Fusarium is a filamentous fungus found in the soil and on plant and vegetable matter that tends to affect mostly immunocompromised individuals [4]. Fusarium endophthalmitis following cataract extraction surgery is a rare intraocular fungal infection. Keratitis accounts for the majority of mold exogenous endophthalmitis reported [5]. When it occurs, it is noticeably destructive because Fusarium species produce extracellular proteases that cause matrix degeneration. This explains the poor visual prognosis of fungal endophthalmitis [47].

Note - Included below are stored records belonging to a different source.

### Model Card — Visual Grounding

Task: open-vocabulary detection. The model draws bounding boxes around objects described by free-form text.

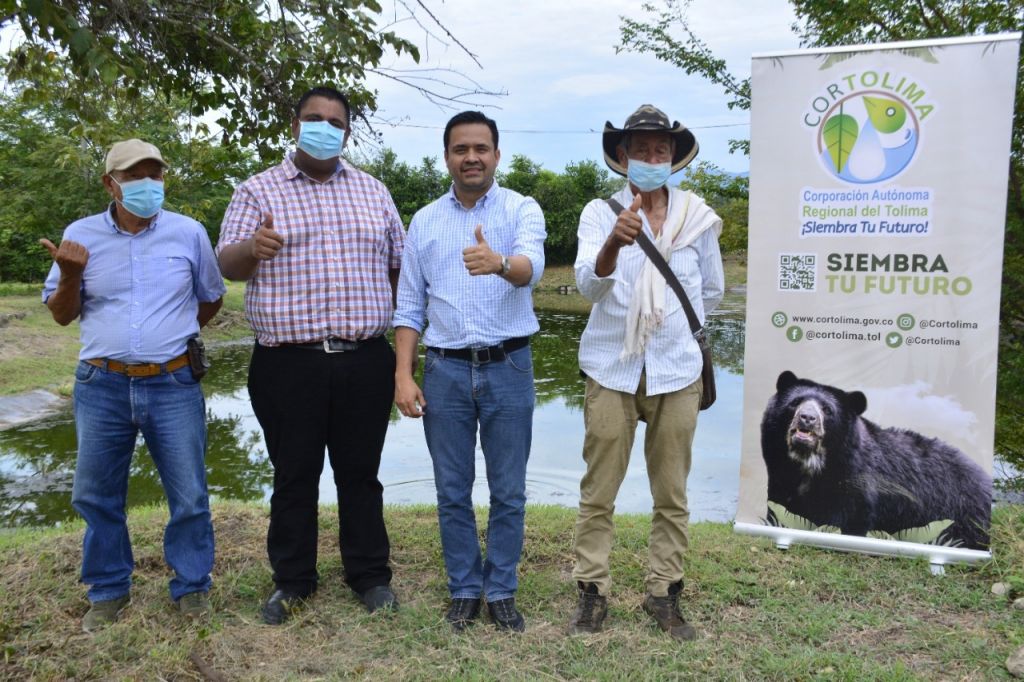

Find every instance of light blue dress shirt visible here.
[394,182,547,348]
[43,204,225,363]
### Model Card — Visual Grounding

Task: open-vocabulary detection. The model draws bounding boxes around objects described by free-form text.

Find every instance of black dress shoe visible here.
[359,585,398,613]
[260,590,305,625]
[487,597,526,632]
[444,598,480,632]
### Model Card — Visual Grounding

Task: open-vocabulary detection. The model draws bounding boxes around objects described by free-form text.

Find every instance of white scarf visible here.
[620,189,722,359]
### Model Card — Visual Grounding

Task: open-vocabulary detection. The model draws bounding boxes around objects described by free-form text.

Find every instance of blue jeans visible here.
[423,346,535,601]
[72,363,213,601]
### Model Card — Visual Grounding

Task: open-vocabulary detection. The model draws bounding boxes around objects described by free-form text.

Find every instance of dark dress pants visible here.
[249,337,395,596]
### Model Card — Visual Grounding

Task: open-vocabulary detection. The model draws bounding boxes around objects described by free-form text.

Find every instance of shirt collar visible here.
[281,152,350,182]
[447,178,498,206]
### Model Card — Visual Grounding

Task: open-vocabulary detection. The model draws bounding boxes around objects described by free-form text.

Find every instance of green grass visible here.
[0,256,746,395]
[0,502,1024,681]
[0,282,251,395]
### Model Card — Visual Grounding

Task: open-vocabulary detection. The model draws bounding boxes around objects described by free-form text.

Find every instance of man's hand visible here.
[250,214,285,260]
[394,375,427,419]
[39,239,89,280]
[608,194,643,249]
[462,225,502,276]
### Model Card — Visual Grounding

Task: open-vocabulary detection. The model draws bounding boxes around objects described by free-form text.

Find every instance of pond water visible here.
[0,294,743,526]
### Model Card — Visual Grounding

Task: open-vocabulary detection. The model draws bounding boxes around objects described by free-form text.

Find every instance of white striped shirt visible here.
[394,181,547,348]
[575,184,725,395]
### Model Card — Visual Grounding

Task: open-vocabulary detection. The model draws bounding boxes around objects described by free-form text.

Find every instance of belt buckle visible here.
[125,365,153,377]
[469,348,495,365]
[324,339,359,353]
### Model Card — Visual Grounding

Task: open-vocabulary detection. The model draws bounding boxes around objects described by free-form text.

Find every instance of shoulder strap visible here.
[605,199,703,336]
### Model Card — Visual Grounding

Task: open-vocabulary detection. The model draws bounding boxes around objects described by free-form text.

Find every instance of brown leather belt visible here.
[85,353,188,377]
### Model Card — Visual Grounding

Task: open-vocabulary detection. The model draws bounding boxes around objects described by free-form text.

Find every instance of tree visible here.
[0,73,257,282]
[616,0,1024,489]
[352,147,452,227]
[0,0,496,159]
[498,155,622,265]
[679,161,750,253]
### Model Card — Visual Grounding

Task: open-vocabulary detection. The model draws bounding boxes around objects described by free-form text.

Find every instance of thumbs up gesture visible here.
[250,213,285,260]
[462,225,502,276]
[39,239,89,278]
[608,194,643,248]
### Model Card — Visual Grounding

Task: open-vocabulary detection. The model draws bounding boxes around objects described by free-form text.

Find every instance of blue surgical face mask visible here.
[111,177,164,218]
[299,121,345,161]
[626,159,672,191]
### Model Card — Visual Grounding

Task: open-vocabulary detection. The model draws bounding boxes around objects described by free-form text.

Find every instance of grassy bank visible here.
[0,257,746,395]
[0,502,1024,681]
[0,283,251,395]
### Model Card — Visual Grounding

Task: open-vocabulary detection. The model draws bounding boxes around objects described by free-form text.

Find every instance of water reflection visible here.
[0,296,743,526]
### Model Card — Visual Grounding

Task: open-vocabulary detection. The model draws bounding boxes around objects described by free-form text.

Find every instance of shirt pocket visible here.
[141,254,193,296]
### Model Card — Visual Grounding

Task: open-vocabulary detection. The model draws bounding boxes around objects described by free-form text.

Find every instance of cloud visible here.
[547,74,629,97]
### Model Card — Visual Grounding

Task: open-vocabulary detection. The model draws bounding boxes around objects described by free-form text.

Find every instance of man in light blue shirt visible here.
[40,139,225,632]
[394,112,546,632]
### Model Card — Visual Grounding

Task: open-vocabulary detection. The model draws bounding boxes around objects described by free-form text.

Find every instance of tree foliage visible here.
[680,161,750,253]
[0,73,257,282]
[498,155,622,265]
[0,0,494,159]
[617,0,1024,488]
[351,147,452,227]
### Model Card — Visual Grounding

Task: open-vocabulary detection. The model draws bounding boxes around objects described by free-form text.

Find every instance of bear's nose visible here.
[797,412,818,429]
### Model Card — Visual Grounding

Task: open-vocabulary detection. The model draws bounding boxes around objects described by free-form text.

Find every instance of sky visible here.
[370,0,799,172]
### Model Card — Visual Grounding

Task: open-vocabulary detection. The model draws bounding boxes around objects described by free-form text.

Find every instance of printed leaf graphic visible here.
[863,95,906,133]
[821,110,860,173]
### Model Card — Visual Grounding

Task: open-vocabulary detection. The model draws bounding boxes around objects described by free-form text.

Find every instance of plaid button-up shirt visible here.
[217,156,404,346]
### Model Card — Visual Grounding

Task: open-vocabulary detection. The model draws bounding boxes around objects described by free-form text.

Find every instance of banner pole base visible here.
[732,521,992,576]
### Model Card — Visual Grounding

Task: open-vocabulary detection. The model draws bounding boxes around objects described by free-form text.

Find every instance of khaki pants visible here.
[572,375,701,597]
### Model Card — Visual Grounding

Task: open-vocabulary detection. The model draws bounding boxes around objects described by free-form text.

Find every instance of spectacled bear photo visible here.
[761,371,992,549]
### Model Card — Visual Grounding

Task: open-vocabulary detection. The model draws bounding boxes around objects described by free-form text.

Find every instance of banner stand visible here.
[733,521,992,576]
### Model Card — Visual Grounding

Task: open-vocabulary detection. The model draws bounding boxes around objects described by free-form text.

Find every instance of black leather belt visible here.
[427,336,529,365]
[282,336,384,353]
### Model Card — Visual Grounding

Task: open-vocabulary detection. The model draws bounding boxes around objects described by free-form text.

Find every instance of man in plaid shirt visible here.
[217,87,403,625]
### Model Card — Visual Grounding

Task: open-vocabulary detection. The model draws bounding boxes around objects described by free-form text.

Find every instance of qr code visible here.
[778,253,817,291]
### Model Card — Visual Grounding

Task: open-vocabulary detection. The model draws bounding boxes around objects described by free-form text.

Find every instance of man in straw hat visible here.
[40,139,224,632]
[568,104,724,640]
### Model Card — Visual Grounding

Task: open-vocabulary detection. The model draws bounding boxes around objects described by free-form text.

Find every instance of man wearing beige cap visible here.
[40,139,224,632]
[569,104,724,640]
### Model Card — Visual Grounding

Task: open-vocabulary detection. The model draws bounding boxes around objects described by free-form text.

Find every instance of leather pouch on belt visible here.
[185,336,210,381]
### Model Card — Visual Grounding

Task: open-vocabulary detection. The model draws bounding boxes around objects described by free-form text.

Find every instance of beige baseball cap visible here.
[106,137,168,173]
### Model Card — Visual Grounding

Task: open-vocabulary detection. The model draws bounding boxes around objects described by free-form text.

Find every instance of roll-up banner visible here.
[735,34,1020,570]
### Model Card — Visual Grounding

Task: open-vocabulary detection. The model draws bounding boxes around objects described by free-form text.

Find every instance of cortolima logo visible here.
[804,71,934,184]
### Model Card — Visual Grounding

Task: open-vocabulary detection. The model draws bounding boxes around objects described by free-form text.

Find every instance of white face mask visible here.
[626,159,672,191]
[111,177,164,218]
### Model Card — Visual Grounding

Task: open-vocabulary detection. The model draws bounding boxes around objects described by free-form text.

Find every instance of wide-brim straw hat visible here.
[601,104,699,175]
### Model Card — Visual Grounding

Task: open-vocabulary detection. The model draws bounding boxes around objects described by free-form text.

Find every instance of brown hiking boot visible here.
[643,582,697,642]
[82,595,131,632]
[568,583,608,635]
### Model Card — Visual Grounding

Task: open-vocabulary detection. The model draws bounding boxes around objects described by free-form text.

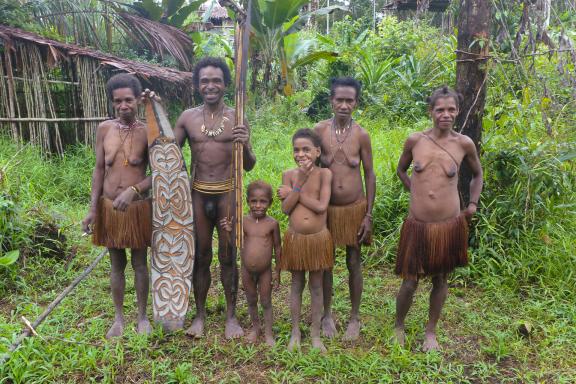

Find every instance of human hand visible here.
[220,217,232,233]
[272,268,280,291]
[276,185,292,200]
[112,187,138,212]
[232,125,250,145]
[82,210,96,235]
[293,159,314,187]
[358,215,372,245]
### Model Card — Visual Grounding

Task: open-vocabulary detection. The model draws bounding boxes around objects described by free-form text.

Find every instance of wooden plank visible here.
[145,99,194,331]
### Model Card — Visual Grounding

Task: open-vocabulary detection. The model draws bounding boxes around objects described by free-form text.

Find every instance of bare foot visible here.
[344,319,360,341]
[264,333,276,347]
[246,327,260,343]
[393,327,406,347]
[136,319,152,335]
[288,330,300,352]
[106,320,124,339]
[422,332,440,352]
[312,337,327,353]
[322,315,336,339]
[224,317,244,340]
[184,317,204,339]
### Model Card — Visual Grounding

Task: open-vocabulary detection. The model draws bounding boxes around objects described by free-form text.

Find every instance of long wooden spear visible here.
[223,0,252,250]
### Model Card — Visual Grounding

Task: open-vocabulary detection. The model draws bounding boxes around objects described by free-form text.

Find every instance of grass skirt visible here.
[395,215,468,280]
[328,199,372,246]
[92,197,152,249]
[280,228,334,271]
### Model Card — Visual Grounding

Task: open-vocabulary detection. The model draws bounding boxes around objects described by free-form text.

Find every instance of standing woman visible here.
[395,87,482,351]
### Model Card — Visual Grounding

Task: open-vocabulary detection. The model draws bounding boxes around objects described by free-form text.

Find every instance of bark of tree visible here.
[456,0,491,204]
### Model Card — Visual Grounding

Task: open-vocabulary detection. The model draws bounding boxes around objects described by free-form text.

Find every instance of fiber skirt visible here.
[280,228,334,271]
[395,215,468,280]
[92,197,152,249]
[328,199,372,246]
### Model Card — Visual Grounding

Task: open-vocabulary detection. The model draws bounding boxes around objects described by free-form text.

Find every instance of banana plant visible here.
[252,0,347,95]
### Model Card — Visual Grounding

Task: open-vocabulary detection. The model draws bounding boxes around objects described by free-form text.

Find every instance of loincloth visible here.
[192,179,234,195]
[328,198,372,246]
[395,215,468,280]
[92,197,152,249]
[280,228,334,271]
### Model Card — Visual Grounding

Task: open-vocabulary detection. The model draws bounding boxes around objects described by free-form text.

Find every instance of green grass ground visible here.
[0,105,576,383]
[0,248,576,383]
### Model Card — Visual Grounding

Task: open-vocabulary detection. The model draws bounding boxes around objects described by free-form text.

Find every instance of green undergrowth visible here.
[0,97,576,383]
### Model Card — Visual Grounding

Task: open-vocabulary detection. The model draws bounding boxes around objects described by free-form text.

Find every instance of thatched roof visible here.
[200,0,230,20]
[383,0,450,12]
[0,24,192,86]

Systemic and intravitreal amphotericin B is the most commonly used drug for the treatment of fungal endophthalmitis [8] due to its superior coverage of molds and low cost compared with other antifungal agents. However, in this case, the patient showed little improvement 5 days after its administration. Certain Fusarium strain resistance to amphotericin B is not uncommon, for it has been reported as one of the most drug-resistant fungi [47].

Intravitreal and systemic voriconazole has been reported as a safe and effective therapy for severe Fusarium endophthalmitis and has been used successfully as a salvage therapy in recalcitrant cases [7, 911]. Voriconazole is a synthetic, second-generation, broad-spectrum triazole derivative of fluconazole that inhibits the cytochrome p450 (CYP) dependent enzyme 14-alpha-sterol demethylase, required for the synthesis of ergosterol. Consequently, it disrupts the fungal cell membrane, with a broader spectrum compared to amphotericin B and fluconazole [12, 13]. Nevertheless, the high expense of voriconazole, especially oral treatment for an extended time, is a limiting factor outside the developed world. Accordingly, repeated intravitreal voriconazole injections might be more cost efficient. Unfortunately there are no controlled studies that compare intravitreal amphotericin B to voriconazole neither treatment regimen nor cumulative intravitreal toxic doses.

Postcataract surgery fungal endophthalmitis is very uncommon and usually has a delayed onset. It has to be emphasized that postcataract fungal endophthalmitis may present acutely, even within four weeks of surgery, with painless decreased vision and hypopyon as the only observable symptom and sign.

With this case report we would like to reinforce the importance of considering voriconazole in the treatment of Fusarium endophthalmitis, especially given the poor visual outcomes that result in the majority of cases displaying amphotericin B resistance.

Competing Interests

The authors declare that there is no conflict of interests regarding the publication of this paper.